Implementation, outcomes and evaluation :
An interdisciplinary team addressed processes. Methodology of Lean Six Sigma was applied. An improvement of 1.5% (30.5%) was realized. Areas that were stabilized through collaboration of the team were the services provided the day before discharge. Baseline data concluded that 69.1% of discharged patients left after 1200,55% of the deliveries occurred during the time frame,andlow throughput was identified. Lack of capacity to accomodate delivered patients during periods of the day was identified. Stabilization of services before the day of discharge did not significantly improve throughput. Processes on day of discharge were not addressed: Charge Nurse ability, Staff nurse ability, Patient readiness for discharge, infant care, and physician discharge timeliness.
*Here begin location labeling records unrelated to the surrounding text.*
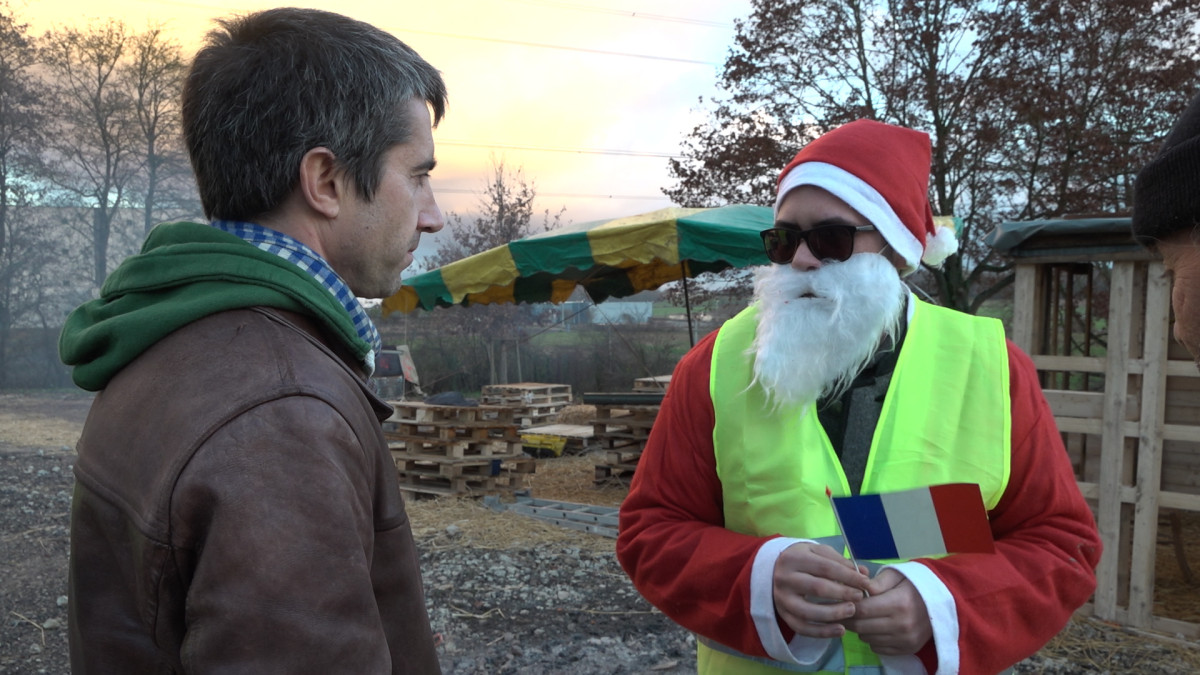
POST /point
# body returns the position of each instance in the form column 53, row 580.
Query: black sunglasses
column 827, row 242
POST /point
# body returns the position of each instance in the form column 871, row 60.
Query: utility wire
column 634, row 15
column 553, row 149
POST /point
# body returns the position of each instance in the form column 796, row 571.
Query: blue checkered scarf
column 307, row 260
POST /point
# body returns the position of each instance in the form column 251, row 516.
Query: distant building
column 615, row 311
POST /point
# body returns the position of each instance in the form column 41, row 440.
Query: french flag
column 934, row 520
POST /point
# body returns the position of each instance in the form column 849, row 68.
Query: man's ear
column 321, row 181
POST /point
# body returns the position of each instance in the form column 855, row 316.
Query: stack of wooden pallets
column 456, row 449
column 532, row 402
column 621, row 432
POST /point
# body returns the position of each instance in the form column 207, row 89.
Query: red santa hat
column 882, row 172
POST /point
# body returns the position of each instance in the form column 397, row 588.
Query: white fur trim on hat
column 863, row 198
column 940, row 245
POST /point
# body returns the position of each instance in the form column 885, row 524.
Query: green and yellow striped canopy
column 610, row 258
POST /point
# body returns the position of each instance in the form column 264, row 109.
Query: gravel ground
column 541, row 602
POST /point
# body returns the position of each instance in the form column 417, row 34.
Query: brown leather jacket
column 237, row 511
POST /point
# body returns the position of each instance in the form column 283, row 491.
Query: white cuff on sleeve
column 802, row 650
column 943, row 614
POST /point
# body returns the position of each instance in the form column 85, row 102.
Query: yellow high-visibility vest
column 946, row 418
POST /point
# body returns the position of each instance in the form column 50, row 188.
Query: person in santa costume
column 838, row 376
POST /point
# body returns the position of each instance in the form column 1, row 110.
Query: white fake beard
column 819, row 329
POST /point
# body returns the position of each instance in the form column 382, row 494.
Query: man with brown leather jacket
column 235, row 506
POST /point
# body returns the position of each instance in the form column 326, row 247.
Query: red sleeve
column 672, row 541
column 1012, row 603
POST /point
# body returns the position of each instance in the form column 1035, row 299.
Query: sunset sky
column 591, row 97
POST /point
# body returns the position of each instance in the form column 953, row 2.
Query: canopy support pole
column 687, row 303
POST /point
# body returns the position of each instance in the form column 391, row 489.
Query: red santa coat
column 675, row 548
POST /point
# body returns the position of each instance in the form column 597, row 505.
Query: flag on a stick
column 934, row 520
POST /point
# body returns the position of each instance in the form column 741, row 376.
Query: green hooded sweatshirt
column 187, row 272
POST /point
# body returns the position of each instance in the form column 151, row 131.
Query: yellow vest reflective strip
column 946, row 418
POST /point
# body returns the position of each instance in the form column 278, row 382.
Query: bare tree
column 154, row 75
column 505, row 214
column 23, row 248
column 94, row 133
column 1023, row 99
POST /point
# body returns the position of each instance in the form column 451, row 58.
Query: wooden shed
column 1092, row 309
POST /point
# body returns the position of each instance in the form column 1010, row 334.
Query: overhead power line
column 559, row 47
column 553, row 149
column 564, row 195
column 634, row 15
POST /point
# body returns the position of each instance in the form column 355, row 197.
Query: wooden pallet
column 658, row 383
column 425, row 413
column 450, row 432
column 448, row 476
column 609, row 473
column 454, row 449
column 623, row 457
column 526, row 394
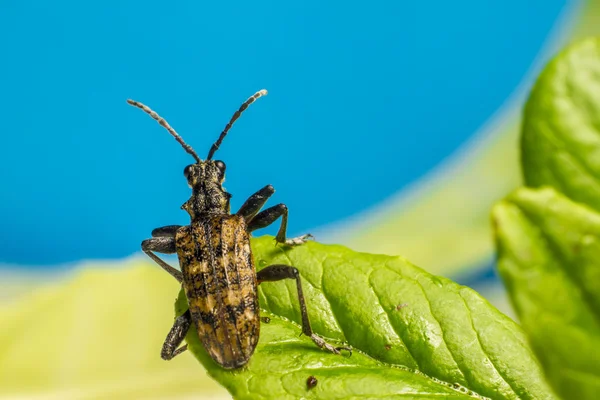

Implementation Strategy included "Designated Charge Nurses" were prepared,Maternity Discharge Work Flow indicator developed and rapid Cycle testing done X3. Charge nurse ability was improved. Eectronic discharge alert for mother and for baby was created. Maternity Expected Discharge List was completed each evening. Lactation Consultation and documentation was developed within EMR. Photo Therapy Equipment Consignment eliminated wait for delivery and decreased readmissions for hyperbilirubinemia. The use of Teletracking and Transport aide expedited patient leaving the floor. Maternity staff remained to care for other patients. Rapid cycle outcomes were: 47% of mother/baby couplets leaving the unit within rapid cycle three. Discharge departures within 90 minutes of the last discharge declined. Individual services and personal choice impacted the data for couplet discharges. Average discharge time by 1200 improved to 83%. Discharge time by 1200 has been normalized with correlation of consistency of application of processes.
Implications for Nursing Practice:
Improved Staffing ratios enhanced ability to promote discharge timeliness. Patient perception improved. Documentation for lactation services improved quality of care. Newborn readmissions declined by 75%.
Keywords: Throughput, discharge timeliness, patient satisfaction.